Dexcom (NSDQ:DXCM) shares jumped yesterday after the company scored a unique FDA approval for its G6 continuous glucose monitor, marking the first time the U.S. regulatory agency has cleared a CGM as “fully interoperable” with other medical devices.
The company’s latest CGM also eliminates the need for patients to calibrate the device by pricking their fingers. The patch device, which is about the size of a quarter, is calibrated at the factory and can be worn for 10 days at a time.
The Dexcom G6 attaches to the patient’s abdomen and a small sensor continuously measures the user’s blood sugar levels. Every five minutes, the device sends glucose readings to a compatible display device, triggering an alarm if the user’s blood sugar is too high or too low.
“We listen closely to people with diabetes and continuously look for ways to empower them to better manage their condition. The FDA’s special controls set a rigorous, new standard in our industry and clearly define the process by which other CGM systems may be approved,” CEO Kevin Sayer said in prepared remarks. “We believe the new Dexcom G6 is a significant step forward for Dexcom and our industry.”
The FDA issued a first-of-its-kind approval to Dexcom, clearing the G6 system to combine with other compatible medical devices and electronic interfaces – including automated insulin dosing systems.

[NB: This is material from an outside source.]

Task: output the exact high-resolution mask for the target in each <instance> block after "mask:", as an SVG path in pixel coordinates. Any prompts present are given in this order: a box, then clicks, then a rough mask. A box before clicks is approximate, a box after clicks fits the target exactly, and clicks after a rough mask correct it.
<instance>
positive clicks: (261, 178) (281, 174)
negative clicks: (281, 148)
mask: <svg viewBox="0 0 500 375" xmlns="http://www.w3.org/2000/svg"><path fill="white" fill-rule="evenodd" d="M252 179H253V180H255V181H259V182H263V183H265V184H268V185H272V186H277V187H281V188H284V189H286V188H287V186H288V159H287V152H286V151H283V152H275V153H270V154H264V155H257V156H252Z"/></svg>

“The ability of this device to work with different types of compatible devices gives patients the flexibility to tailor their diabetes management tools to best meet personal preferences,” Donald St. Pierre, acting director of the Office of In Vitro Diagnostics & Radiological Health, added. “In addition, the FDA has taken steps to expedite the review process for similar, integrated CGMs and make these types of systems available to patients as quickly as possible while also helping to ensure their safety and reliability.”
DXCM shares were trading at $73.05 apiece in pre-market activity today, up 4.4%.